Hi Paul,
You are wanting to failover virtual machines from one ESX / vsphere host servers, to another host when the guest runs out of resources (eg memory or HBA queue depth)? You are running SFW to give you multipathing on RDM devices within the guest.
The way that you failover the machines is to use MS Cluster to detect a failed OS drive (by removing access to the VMDK file) and so the cluster should bring up the guest on another ESX / vsphere host.
Assuming the design is correct that I've stated, isn't the problem that the virtual machine won't come up on a new host - or by the sound of it, that it won't fail on the old host? If the C: drive is not accessible to the guest OS, but you are saying I/O "starts queuing" with the vsphere host, how does this happen? The guest should have failed instantly as it does on ESX.
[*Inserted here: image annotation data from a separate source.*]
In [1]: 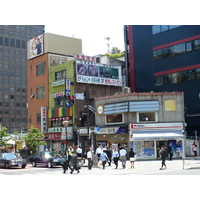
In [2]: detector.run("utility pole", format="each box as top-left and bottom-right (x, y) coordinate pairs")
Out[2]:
(86, 84), (91, 146)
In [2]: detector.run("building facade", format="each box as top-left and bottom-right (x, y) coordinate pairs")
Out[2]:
(0, 25), (44, 132)
(95, 92), (185, 159)
(124, 25), (200, 139)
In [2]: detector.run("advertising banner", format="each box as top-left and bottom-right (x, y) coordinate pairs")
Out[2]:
(76, 62), (122, 86)
(29, 34), (44, 58)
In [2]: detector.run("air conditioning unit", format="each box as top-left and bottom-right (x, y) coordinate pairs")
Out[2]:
(123, 87), (131, 94)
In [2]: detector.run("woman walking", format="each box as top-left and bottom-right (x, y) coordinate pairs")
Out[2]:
(129, 148), (135, 168)
(160, 147), (167, 169)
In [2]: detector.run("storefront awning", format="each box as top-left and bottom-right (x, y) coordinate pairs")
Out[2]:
(132, 130), (184, 140)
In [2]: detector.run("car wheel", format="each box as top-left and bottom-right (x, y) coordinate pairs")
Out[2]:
(5, 163), (10, 169)
(32, 161), (37, 167)
(47, 161), (53, 168)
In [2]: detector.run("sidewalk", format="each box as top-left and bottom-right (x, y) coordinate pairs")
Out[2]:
(81, 157), (200, 171)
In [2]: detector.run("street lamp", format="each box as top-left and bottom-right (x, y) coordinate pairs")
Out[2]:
(62, 121), (70, 150)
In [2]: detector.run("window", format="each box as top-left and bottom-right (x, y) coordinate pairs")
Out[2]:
(4, 38), (9, 46)
(106, 114), (124, 124)
(137, 112), (157, 122)
(152, 25), (161, 35)
(55, 70), (66, 80)
(36, 113), (41, 124)
(22, 40), (26, 49)
(170, 43), (185, 56)
(0, 37), (3, 45)
(10, 39), (15, 47)
(36, 62), (44, 76)
(16, 40), (20, 48)
(194, 39), (200, 49)
(36, 86), (44, 99)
I'm wondering why you think this may be a multipathing issue? I haven't seen this in practice and assuming you are running fibre HBA I am thinking that the multipathing should be done at the ESX level. We do see some people have issues with the data disks being lost with guest failover but they are using a cluster disk group that is depending on SCSI reservation and so far hardware is not capable of transferring the reservation from host to host without the guest knowing about it (ie losing it and failing cluster disk resources). In your case I think you would be after data to be queued to the disk or failed to the application so that when the guest comes up again, the application recovers and continues.
Sounds an interesting project, if you have any more comments on what you're doing I'd be interested in following. Our dev team and Product Management teams might have things going on too as people change thinking on what is in a virtual machines over time and are requesting more enhancements.
James.